Advocacy groups maintain that the sale of the hospital is shortsighted, as northwest Brooklyn’s exploding population requires a full-service hospital, not a freestanding ER. The RFP process eventually won by Fortis “appeared rigged,” officials have said.

The state maintains that Brooklyn must move to a health care model that involves fewer hospitals and more primary and urgent care centers.

But critics worry that a “freestanding” ER, without the support of facilities and services provided on-site by a full-service hospital, will lead to more complications and deaths.

“I’m angry and disappointed,” said Deborah Bingham, RN, a member of the group Patients for LICH. “We really need a full-service hospital. This facility is not adequate for the community’s needs.”

Bingham said that critical cases would require transport from the NYU Langone facility to another hospital, “wasting precious moments. People will die.”

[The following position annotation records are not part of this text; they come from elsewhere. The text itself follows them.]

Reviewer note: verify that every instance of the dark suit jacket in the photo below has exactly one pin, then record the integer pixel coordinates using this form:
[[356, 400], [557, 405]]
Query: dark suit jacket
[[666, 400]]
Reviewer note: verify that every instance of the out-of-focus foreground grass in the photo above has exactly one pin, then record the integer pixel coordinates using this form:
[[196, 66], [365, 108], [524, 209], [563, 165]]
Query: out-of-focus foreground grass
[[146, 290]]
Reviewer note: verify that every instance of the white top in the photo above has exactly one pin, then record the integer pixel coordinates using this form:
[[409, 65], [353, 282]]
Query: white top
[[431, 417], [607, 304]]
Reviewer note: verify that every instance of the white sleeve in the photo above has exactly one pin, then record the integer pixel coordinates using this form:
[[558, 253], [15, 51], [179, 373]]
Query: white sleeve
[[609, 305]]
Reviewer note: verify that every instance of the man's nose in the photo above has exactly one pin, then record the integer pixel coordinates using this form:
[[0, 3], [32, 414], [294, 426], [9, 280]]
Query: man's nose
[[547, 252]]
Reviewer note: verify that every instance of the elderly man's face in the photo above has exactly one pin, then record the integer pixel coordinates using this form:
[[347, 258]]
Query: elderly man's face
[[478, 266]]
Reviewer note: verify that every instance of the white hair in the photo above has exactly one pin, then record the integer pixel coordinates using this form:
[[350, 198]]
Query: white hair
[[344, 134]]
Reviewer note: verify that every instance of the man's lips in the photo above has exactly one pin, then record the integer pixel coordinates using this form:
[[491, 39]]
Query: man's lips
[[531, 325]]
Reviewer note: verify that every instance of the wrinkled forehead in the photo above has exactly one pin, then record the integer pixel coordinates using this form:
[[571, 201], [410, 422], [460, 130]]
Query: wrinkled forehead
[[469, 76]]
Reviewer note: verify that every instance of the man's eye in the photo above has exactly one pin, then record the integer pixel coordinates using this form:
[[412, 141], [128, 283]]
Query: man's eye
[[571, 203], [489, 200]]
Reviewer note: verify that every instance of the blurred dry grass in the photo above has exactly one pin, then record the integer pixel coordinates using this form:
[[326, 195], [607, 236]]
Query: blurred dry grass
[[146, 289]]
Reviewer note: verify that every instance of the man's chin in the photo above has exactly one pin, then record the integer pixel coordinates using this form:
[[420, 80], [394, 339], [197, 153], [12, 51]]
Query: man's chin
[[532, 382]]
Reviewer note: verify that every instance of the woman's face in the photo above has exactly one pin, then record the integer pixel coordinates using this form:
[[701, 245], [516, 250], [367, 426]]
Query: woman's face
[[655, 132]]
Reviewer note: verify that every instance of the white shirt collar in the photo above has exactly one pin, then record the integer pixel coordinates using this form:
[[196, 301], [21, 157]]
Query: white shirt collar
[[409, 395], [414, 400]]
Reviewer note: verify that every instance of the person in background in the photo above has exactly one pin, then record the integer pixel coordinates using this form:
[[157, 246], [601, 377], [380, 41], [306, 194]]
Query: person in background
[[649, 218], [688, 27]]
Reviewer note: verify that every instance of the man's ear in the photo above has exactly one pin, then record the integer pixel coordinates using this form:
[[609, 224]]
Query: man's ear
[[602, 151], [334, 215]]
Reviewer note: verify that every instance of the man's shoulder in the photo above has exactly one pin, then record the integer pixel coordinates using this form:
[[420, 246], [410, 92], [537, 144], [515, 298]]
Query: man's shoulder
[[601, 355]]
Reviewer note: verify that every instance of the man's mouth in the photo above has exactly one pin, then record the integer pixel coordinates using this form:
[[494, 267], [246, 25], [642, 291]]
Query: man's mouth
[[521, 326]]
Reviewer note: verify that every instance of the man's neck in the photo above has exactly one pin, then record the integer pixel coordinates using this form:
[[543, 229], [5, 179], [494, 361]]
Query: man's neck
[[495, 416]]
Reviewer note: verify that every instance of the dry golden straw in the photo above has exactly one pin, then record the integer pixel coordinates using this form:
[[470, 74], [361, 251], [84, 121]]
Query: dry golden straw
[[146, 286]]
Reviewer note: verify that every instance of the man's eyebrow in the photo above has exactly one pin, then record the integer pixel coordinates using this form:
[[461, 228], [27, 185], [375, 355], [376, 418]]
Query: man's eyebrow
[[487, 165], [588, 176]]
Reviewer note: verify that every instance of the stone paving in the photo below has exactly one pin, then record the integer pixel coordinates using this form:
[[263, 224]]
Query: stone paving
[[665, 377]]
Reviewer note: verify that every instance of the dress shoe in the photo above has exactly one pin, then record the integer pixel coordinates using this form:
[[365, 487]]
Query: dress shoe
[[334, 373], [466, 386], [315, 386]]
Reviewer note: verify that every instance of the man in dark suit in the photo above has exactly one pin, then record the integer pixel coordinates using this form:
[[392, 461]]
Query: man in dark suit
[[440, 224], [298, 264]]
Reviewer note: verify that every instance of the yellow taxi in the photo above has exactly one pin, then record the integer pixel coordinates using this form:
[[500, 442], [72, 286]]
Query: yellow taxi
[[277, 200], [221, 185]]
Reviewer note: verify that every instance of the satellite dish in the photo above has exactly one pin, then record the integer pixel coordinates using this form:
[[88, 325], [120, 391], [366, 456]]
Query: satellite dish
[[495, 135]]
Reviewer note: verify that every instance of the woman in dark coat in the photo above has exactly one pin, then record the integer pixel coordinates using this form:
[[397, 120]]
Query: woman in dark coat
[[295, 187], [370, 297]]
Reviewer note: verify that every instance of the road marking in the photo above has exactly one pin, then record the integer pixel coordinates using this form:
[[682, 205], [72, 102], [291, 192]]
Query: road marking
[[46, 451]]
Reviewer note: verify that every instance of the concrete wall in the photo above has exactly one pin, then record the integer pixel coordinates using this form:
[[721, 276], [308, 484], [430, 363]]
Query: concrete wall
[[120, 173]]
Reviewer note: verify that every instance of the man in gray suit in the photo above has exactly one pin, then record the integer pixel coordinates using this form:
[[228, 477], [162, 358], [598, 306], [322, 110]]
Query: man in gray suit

“It’s a very sad and surreal day,” said Jeannie Segall, a respiratory therapist at LICH. “I’ve worked at LICH for 24 years. Overnight, it’s goodbye.”

Dr. Femia said NYU was “proud to bring the same level of care here that we have in Manhattan — the level of care I feel good about bringing my own family to.”

He said the department would be able to handle serious events like heart attacks and strokes.

In the case of a stroke, for example, “We would diagnose it and start clot-busting drugs, which would stop the stroke.” Once stabilized, patients would be transferred to other hospitals in Brooklyn or to NYU Langone in Manhattan via one of the two ambulances always on site, he said.

As NYU Langone staff unveiled the purple NYU-branded signs outside the facility, protestors swooped in front of the cameras chanting that selling LICH to a developer was a criminal act perpetrated by Gov. Andrew Cuomo.

“It’s fitting that LICH is closing for good on Halloween,” said Jeff Strabone, spokesperson for the Cobble Hill Association. “The Lord High Vampire Andrew Cuomo asserts his supremacy over our health care.”